I attempted a different kind of fudge tonight to take as a treat on Friday for my mother on Bainbridge Island. It doesn’t have chocolate or marshmallow creme in it, but has an atypical ingredient for American kitchens while being in every British and Canadian kitchen. I had to go to five large grocery stores this week before finding a can of imported golden syrup at the Ballard Market today. It’s the secret ingredient in this boiled Russian Fudge.
Failed. Large sugar crystals pretending to be fudge. 3 1/2 c. sugar, 1/2 c. milk, 125 g. butter, 200 g. sweetened condensed milk, 3 T. golden syrup and 1/2 t. salt stirred on low heat for an hour before it started to boil, then stirred for another 20 minutes to 234 degrees, the off, then 2 t. vanilla, then cool for awhile, then beat. Apparently the sugar never melted properly in the first stage, and even though I buttered the big pot in advance, kept the burner on low and scraped the sides of the pan, it’s a crystal mess.

I looked for Russian Fudge recipes and instructions that weren’t those I followed, found they were all pretty much the same: put everything in the pot excepting vanilla.
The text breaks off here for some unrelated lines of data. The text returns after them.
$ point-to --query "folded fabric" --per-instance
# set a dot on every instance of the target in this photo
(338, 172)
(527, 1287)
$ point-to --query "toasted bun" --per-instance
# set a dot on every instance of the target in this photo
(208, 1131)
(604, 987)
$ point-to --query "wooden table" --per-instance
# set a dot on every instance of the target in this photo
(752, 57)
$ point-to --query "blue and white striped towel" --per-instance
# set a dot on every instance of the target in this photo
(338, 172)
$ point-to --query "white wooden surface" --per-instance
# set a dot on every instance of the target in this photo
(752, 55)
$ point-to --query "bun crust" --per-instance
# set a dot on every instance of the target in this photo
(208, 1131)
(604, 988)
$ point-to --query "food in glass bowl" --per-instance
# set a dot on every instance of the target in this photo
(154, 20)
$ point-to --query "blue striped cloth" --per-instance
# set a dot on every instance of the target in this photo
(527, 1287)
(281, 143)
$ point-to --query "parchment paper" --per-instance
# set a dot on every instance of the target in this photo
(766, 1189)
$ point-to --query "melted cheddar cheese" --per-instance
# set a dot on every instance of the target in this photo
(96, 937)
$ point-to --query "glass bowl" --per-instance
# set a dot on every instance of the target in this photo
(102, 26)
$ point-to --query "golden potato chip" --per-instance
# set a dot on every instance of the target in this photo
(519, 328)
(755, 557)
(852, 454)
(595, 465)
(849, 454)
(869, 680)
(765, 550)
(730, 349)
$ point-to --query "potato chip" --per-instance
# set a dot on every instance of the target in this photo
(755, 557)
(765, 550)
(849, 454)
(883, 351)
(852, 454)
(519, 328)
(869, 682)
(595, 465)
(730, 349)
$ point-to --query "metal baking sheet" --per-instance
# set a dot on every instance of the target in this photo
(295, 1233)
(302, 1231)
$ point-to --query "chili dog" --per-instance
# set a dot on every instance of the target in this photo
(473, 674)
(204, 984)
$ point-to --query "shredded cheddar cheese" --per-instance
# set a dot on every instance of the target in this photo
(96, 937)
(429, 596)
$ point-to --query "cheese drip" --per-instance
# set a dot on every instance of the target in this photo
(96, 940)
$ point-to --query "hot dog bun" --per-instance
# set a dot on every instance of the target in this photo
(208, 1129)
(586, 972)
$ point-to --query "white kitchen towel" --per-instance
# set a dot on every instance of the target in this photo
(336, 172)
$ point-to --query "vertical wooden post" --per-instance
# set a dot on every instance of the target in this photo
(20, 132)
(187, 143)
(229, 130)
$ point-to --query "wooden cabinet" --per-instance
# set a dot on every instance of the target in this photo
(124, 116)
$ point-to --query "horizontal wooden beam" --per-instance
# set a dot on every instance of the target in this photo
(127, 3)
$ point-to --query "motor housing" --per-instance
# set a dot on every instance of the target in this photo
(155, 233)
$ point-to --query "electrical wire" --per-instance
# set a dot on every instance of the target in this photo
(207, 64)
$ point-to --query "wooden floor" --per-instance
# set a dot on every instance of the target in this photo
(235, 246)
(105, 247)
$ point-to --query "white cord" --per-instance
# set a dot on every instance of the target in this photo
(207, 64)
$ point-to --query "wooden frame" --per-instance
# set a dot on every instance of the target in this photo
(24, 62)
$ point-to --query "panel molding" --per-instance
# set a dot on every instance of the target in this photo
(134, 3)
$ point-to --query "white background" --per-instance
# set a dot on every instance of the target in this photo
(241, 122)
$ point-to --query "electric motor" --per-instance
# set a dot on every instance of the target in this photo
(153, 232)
They also all looked grainy, sugary, not at all like the creaminess which I associate with fudge. Tiny crystals is expected, but not a mouthful of put-it-in-my-coffee. A look at the science, belatedly, plus the normal techniques for boiled fudge, showed me the likely errors, but I’m too fed up to have another go tonight. When I do, I will use the familiar methods, skip the sweetened condensed milk for regular evaporated milk and adding the butter after the mixture gets to softball stage. Maybe next week.
Meanwhile, it does taste a bit like penuche, yet there was no brown sugar in it, so it will probably do to stir into my morning coffee while I bake a quick batch of some cookie to take with me tomorrow in lieu of the planned fudge.